Friday, August 26, 2011

Yummy Blueberry Muffins

What a gorgeous day we had in MA today!  The comfy temps and the bright sunshine made it a perfect day to visit Old Sturbridge Village in Sturbridge, MA.  Admission to this outdoor (1830's era) living history museum with original buildings was free courtesy of the Highland Street Foundation.  Today was the last Friday of FREE FUN FRIDAYS 2011 sponsored by this generous foundation.  Families enjoyed their visit and everyone learned while having fun!  What a great place to visit and the large number of visitors all lived in another century for the day!
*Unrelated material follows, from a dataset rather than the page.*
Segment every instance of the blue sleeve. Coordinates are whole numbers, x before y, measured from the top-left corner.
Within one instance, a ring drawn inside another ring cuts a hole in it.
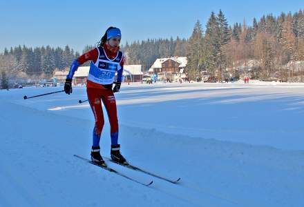
[[[75,59],[72,65],[70,66],[70,72],[68,72],[68,75],[66,76],[66,79],[73,79],[73,77],[74,75],[74,73],[76,70],[77,70],[78,67],[80,66],[81,64],[79,63],[78,63],[78,61],[77,59]]]
[[[121,83],[122,79],[122,71],[124,70],[124,66],[117,71],[117,81]]]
It has been a day filled with fun!  Tomorrow, we will finish preparing for Irene who will be visiting us in MA on Sunday.  Tomorrow, lawn chairs and planters will be stored and drains cleaned.  Yes, staple foods have already  been purchased and we'll hunker down.

A couple of weeks ago I had baked Yummy Blueberry Muffins.  One batch yields 22 muffins.  Sometimes, there is enough batter for that one extra muffin.  :)  These muffins are delicious and also freeze very well, so some were stored in our freezer for another day.  Sunday will be that day!  Tomorrow the last remaining 6 pack of Yummy Blueberry Muffins will defrosted.  WooHoo!

Yummy Blueberry Muffins - printable recipe card

Oven Temperature:  375°F
Time:  26 Minutes
Yield:  22 Muffins


1/2 Cup Butter/Margarine
1 and 1/4 Cups Sugar
1 Whole Egg + 2 Egg Whites
2 Cups Flour
2 teaspoons Baking Powder
1 teaspoon Salt
1/4 teaspoon Cinnamon (optional, but a wonderful addition)
1/2 Cup Milk (can be Soy Milk)
2 - 2 and 1/2 Cups Blueberries (fresh or frozen that have been defrosted)

  1. Preheat oven to 375°F.
  2. Place paper liners in muffin tins.
  3. In large bowl cream butter/margarine with Sugar and beat until light.
  4. Add Egg + 2 Egg Whites, one at a time, beating well after each addition.
  5. Add Baking Powder, Salt, Cinnamon and 1/2 of Flour.  Beat.
  6. Add 1/2 of Milk, beat.
  7. Add remaining Flour, beat.
  8. Then, add remaining Milk, beat.
  9. Gently add in Blueberries.  Stir in with Spatula or large Spoon.
  10. Fill muffin cups 3/4 full.
  11. Bake 26 Minutes or until muffins are lightly browned.
It's always wonderful to reach into the freezer and locate a bag of these delicious muffins filled with Blueberries!  Do you freeze muffins to enjoy later?

Stay safe this weekend, my Friends!


Rita said...

That is what I love to do; make a big batch of muffins and freeze them.

Pam said...

They look like great blueberry muffins! I'm always looking for a new recipe for them and will have to try this one. Love it that they freeze well!

JG said...

Rita- A nice surprise to find in the freezer! :)

Pam- These are my long time faves. I now replace one of the eggs with 2 Egg Whites, so I now use 1 Whole Egg + 2 Egg Whites.


Barbara Bakes said...

How great to have yummy muffins in the freezer! I need to remember to do that more often.